Parution : Études Canadiennes/Canadian Studies 40, Vanves (France), 1996, p. 7-28.
Lise Morin déplore d’entrée de jeu que les recherches littéraires n’abordent pratiquement pas les différences entre roman et nouvelle, ce qu’elle attribue au discrédit dont souffre le récit bref en Occident par rapport à la forme romanesque. Cette discrimination, note-t-elle, se vérifie aussi dans l’étude du fantastique. Pourtant, elle considère que les deux types discursifs diffèrent largement en raison de leur longueur respective qui conditionne différemment leur stratégie narrative. Pour les fins de la discussion, elle prend pour sujets la nouvelle « Le Livre de Mafteh Haller » de Marie José Thériault et le roman Héloïse d’Anne Hébert, deux œuvres fantastiques de type canonique. Ce qui distingue le « fantastique canonique », c’est qu’il « prend un sujet exclusivement humain comme principal focalisateur ».
Après avoir passé en revue quelques réflexions des théoriciens du fantastique (Louis Vax, Joël Malrieu, Jacques Finné, Jean Fabre), Lise Morin se propose de démontrer que « la nouvelle et le roman, constitués différemment, ne mettent pas les mêmes ressources à la disposition du fantastique ». Elle fait valoir, dans un premier temps, les traits communs aux deux œuvres, à savoir la fatalité qui conduit la victime au seuil de l’abîme et sa forte résistance devant l’existence du prodige. Toutefois, si le comportement humain est le même dans le récit court et dans le roman – réification de l’humain qui, dépossédé de volonté face à la puissance surnaturelle, se transforme en objet –, il en est tout autrement de la ligne de conduite de la créature surnaturelle. Celle-ci demeure discrète dans la nouvelle, le récit mettant l’accent « sur l’événement au détriment de l’agissement », soit sur l’effet sur le patient plutôt que sur les motivations de l’agent. Dans le roman, le comportement de l’être monstrueux (Héloïse et la communauté de vampires) est davantage intelligible et moins monolithique et invincible. En devenant pluridimensionnelle, la créature surnaturelle voit son altérité amoindrie et elle revêt les caractéristiques de la victime.

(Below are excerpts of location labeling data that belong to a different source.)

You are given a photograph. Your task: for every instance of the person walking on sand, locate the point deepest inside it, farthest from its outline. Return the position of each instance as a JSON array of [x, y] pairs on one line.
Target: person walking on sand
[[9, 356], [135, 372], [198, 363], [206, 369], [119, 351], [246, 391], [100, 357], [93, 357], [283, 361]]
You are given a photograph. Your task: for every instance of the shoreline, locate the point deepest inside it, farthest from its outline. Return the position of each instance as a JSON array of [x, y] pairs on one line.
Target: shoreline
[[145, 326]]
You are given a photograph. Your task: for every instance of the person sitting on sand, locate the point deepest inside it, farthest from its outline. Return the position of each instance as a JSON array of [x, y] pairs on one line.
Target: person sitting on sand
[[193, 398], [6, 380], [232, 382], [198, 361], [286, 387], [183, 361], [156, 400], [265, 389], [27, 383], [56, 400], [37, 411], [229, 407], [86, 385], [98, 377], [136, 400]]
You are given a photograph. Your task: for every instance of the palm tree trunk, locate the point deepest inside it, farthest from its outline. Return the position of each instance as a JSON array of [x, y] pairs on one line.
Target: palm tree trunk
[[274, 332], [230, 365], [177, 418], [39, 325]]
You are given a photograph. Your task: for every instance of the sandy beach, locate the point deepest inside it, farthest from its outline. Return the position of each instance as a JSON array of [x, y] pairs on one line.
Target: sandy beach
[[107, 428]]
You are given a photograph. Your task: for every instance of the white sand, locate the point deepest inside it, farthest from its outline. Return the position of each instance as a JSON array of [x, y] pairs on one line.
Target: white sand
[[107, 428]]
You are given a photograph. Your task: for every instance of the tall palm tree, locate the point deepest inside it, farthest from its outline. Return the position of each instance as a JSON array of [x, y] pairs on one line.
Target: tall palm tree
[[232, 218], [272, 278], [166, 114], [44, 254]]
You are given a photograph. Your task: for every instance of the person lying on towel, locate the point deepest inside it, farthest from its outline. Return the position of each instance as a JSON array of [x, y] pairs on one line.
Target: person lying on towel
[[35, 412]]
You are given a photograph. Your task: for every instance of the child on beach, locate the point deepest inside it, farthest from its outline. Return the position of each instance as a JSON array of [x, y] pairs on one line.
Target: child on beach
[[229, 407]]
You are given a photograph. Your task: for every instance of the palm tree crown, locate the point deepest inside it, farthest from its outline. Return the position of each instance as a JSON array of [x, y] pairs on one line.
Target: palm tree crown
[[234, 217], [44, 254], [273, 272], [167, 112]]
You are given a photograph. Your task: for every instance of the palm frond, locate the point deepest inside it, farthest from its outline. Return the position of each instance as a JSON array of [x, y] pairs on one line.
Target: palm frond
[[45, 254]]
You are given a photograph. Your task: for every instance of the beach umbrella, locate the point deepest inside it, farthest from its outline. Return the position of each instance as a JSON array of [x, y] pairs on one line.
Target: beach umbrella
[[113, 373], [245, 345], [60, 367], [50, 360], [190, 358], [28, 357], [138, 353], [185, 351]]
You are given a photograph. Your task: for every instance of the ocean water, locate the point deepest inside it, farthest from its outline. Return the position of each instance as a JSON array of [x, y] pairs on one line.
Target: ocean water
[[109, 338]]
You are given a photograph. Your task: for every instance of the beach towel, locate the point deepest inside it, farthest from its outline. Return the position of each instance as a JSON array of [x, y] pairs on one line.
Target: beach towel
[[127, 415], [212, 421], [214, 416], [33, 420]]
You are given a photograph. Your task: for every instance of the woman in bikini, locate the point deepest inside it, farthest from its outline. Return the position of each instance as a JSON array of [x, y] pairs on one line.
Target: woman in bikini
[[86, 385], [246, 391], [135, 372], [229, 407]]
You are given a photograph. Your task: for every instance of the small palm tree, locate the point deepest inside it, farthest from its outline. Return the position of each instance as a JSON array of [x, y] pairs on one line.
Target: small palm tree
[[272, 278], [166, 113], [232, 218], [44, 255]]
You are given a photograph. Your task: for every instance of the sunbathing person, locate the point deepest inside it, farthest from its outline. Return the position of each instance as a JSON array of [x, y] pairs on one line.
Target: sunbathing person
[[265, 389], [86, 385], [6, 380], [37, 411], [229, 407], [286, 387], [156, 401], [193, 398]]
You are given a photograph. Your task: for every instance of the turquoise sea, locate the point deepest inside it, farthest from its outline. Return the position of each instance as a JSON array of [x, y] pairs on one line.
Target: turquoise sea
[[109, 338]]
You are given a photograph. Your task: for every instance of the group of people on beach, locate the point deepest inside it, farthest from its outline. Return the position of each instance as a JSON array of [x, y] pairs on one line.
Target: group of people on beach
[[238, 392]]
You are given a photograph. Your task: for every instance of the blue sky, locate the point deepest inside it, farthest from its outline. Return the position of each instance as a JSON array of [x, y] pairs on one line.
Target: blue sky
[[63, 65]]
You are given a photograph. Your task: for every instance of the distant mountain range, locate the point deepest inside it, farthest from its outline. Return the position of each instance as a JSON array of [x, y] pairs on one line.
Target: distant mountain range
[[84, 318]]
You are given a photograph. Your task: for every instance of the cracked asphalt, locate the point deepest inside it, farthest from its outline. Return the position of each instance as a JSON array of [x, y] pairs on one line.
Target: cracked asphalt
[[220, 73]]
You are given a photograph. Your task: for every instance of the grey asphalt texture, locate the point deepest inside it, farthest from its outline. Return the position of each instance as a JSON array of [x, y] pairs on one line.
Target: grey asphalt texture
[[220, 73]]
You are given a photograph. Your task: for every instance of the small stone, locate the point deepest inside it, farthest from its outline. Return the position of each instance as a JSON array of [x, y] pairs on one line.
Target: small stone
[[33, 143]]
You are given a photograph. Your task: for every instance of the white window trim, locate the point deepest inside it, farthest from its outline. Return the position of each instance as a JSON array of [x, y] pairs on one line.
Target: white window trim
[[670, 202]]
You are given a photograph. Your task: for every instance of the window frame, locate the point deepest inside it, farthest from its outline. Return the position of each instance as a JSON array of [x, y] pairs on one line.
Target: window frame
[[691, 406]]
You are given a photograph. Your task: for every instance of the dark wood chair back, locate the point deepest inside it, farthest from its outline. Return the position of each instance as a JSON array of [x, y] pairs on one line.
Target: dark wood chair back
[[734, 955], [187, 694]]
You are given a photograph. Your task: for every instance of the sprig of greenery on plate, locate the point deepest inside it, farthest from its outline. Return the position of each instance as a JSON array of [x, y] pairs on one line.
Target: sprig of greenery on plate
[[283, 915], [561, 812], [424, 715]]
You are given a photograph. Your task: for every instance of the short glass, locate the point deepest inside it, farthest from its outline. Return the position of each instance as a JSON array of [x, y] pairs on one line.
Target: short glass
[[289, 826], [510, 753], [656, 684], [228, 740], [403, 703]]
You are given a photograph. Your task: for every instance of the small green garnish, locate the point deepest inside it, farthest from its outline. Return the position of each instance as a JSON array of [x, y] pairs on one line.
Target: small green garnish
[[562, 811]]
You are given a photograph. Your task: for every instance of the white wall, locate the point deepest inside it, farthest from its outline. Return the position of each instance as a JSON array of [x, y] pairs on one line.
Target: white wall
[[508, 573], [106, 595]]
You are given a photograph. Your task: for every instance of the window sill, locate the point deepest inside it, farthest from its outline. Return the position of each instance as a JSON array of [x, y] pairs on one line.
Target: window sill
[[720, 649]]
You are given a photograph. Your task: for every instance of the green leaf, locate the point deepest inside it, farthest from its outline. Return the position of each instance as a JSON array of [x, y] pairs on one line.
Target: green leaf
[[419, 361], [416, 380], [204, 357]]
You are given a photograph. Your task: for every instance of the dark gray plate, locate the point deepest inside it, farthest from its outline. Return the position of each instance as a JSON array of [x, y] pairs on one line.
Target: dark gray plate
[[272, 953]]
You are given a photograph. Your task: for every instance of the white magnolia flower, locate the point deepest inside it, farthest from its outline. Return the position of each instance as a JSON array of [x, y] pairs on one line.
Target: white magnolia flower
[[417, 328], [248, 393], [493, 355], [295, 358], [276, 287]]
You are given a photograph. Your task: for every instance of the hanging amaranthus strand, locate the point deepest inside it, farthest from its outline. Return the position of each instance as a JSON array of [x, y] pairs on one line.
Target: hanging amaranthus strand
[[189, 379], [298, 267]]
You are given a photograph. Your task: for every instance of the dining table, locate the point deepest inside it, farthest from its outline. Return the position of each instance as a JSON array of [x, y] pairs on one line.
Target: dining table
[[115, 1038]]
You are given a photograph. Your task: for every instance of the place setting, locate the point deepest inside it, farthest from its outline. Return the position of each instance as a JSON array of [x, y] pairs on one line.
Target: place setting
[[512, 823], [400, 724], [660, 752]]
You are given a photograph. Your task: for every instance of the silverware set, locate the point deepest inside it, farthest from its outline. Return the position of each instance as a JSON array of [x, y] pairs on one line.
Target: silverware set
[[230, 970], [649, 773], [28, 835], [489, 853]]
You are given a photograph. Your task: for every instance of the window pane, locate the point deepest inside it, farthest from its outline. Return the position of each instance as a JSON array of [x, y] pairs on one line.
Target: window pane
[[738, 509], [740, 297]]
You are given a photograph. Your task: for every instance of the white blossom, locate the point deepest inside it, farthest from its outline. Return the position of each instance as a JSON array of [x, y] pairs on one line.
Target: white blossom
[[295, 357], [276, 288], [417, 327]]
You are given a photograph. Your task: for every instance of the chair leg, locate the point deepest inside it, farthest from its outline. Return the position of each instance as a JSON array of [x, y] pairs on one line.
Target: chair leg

En somme, résume l’essayiste, l’impact de la durée discursive sur le fantastique donne lieu à des différences marquées en raison de la façon de présenter la créature monstrueuse. L’éclairage dont elle profite dans le roman rend son agissement un peu plus intelligible, l’humanise et fait miroiter une issue positive. Ainsi, « l’occultation de l’agissement au profit de l’événement, le caractère unique du phénomène fantastique, la solitude du héros et de la créature – toutes caractéristiques que la critique donne comme des constituants du fantastique – renvoient plus à la nouvelle qu’au roman ». D’où la nécessité, pour Lise Morin, de prendre en considération les deux types discursifs dans l’élaboration d’une poétique du fantastique.
Source : Janelle, Claude, L'ASFFQ 1996, Alire, p. 230-231.